Der Teufel steckt im Detail
Beim Meter entschieden sich die Experten für die Lichtgeschwindigkeit im Vakuum, und somit ist der Meter heute definiert als „die Länge der Strecke, die Licht im Vakuum während der Dauer von 1/299792458 Sekunden durchläuft“. Ähnliches haben die Forscher nun auch mit dem Kilogramm vor. Der Teufel steckt aber wie so oft auch hier wieder einmal im Detail, denn ganz so einfach ist die Sache nicht. Nur zwei Projekte haben sich in dem gesteckten Zeitrahmen (bis zum Stichtag 1. Juli 2017) mit der geforderten Genauigkeit als erfolgreich erwiesen: das so genannte Avogadro-Projekt der Physikalisch-Technischen Bundesanstalt in Braunschweig (PTB) und ihrer Partner sowie die Watt-Waagen-Experimente internationaler Forscher.
Ein bisserl Verzählen ist erlaubt
Auch wenn es sich vielleicht so anhören mag, mit tropischen Südfrüchten hat das Avogadro-Projekt rein gar nichts zu tun. Hierbei zählen die Forscher nämlich vielmehr, wie viele Atome eines bestimmten Isotops (Silizium-28) exakt ein Kilogramm ergeben. Dazu bestimmen die Wissenschafter mit Hilfe von höchst präzisen Messinstrumenten, wie viele Atome in einer perfekten Silizium-Kugel enthalten sind – und zwar nicht nur so ungefähr, sondern mit einer Genauigkeit von zwei mal zehn hoch minus acht. Das heißt: Die Experten dürfen sich maximal um zwei Atome pro 100 Millionen verzählen.
„Der eigentliche Punkt ist dabei“, sagt Jens Simon von der PTB, „dass ein Brückenschlag gelingt zwischen einer großen makroskopischen Masse – also etwas, das man auf eine Waage legen kann – und dem Mikrokosmos der Atome – wobei jedes Atom eine unveränderliche Masse hat.“ Die Verbindung zwischen Atomwelt und Makrokosmos schafft nun die so genannte Avogadro-Konstante (festgelegt als 6,02214076 mal zehn hoch 23 Teilchen pro Mol), weil sie angibt, wie viele Atome in einem Mol enthalten sind.
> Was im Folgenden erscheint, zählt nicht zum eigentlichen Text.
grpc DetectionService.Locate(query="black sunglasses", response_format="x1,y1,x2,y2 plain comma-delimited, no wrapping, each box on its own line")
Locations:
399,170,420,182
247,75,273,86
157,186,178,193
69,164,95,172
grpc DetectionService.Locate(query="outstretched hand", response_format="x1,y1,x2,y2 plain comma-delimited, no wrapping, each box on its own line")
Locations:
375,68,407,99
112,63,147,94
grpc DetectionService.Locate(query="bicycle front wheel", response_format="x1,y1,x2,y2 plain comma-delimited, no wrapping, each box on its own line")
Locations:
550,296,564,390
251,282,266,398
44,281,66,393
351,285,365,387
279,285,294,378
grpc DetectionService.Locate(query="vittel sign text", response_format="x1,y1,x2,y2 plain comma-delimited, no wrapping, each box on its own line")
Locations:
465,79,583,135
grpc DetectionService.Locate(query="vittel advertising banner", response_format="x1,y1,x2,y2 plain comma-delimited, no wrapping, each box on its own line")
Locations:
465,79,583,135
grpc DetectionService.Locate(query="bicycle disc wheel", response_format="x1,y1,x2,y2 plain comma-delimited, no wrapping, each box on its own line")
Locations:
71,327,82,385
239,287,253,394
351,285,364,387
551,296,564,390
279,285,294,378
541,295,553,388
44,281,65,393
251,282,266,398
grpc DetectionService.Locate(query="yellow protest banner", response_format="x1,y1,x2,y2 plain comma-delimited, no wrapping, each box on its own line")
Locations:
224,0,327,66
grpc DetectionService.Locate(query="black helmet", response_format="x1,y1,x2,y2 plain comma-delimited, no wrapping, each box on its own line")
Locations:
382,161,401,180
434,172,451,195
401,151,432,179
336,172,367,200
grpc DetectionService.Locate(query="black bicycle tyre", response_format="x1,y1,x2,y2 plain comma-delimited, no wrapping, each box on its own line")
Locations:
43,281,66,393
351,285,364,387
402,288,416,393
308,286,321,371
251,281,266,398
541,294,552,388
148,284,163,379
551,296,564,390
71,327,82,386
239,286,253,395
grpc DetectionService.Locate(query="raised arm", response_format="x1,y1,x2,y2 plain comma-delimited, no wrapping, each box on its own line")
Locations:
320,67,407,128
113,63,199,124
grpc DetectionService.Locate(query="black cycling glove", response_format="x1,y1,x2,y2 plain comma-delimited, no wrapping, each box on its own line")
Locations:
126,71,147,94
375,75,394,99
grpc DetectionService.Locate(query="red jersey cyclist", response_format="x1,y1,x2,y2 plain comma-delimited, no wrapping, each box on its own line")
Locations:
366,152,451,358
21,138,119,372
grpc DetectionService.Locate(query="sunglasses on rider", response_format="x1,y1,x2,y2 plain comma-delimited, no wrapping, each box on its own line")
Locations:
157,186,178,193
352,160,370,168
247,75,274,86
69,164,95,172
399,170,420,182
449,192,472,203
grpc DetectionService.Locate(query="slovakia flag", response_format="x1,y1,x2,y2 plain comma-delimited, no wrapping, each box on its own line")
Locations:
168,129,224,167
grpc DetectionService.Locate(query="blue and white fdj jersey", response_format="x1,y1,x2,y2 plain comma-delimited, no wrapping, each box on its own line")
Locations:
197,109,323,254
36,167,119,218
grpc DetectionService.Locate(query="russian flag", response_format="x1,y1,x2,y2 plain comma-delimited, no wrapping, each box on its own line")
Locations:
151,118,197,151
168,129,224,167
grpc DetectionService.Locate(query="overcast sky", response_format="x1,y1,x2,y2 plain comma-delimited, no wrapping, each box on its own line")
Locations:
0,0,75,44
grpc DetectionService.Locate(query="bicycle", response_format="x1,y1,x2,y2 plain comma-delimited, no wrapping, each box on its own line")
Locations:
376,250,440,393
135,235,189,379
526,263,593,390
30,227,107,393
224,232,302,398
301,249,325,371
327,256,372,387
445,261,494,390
Mit anderen Worten: „Wenn man ganz reines Silizium der Sorte Si-28 nimmt (wie es in den Silizium-Kugeln der PTB steckt), dann bringt eben diese Anzahl an Si-28-Atomen 28 Gramm auf die Waage“, sagt Simon.
Die Watt-Waagen-Experimente
Außer dem Avogadro-Projekt waren auch die Watt-Waagen-Experimente internationaler Forscher erfolgreich, sodass auch deren Ergebnisse für die Neudefinition des Kilogramms zur Verfügung stehen, die auf der Internationalen Generalkonferenz für Maß und Gewicht in Versailles im Herbst 2018 verabschiedet wurde und am 20. Mai 2019 offiziell in Kraft tritt. Vereinfacht gesagt, wird bei der Watt-Waage ein Kilogramm mittels einer elektromagnetischen Kraft sozusagen aufgewogen. Die dafür notwendige elektrische Leistung (in Watt, daher der Name) lässt sich präzise messen. Nun kann das Kilogramm bei festgelegtem Wert des Planck’schen Wirkungsquantums (festgelegt als 6,62607015 mal zehn hoch minus 34 Joulesekunden) definiert werden. Das Ganze hört sich übrigens einfacher an, als es ist.
Aber das war beim Kilogramm ja schon immer so.
Das Ur-Kilo wird abgelöst, nicht das Urkilo!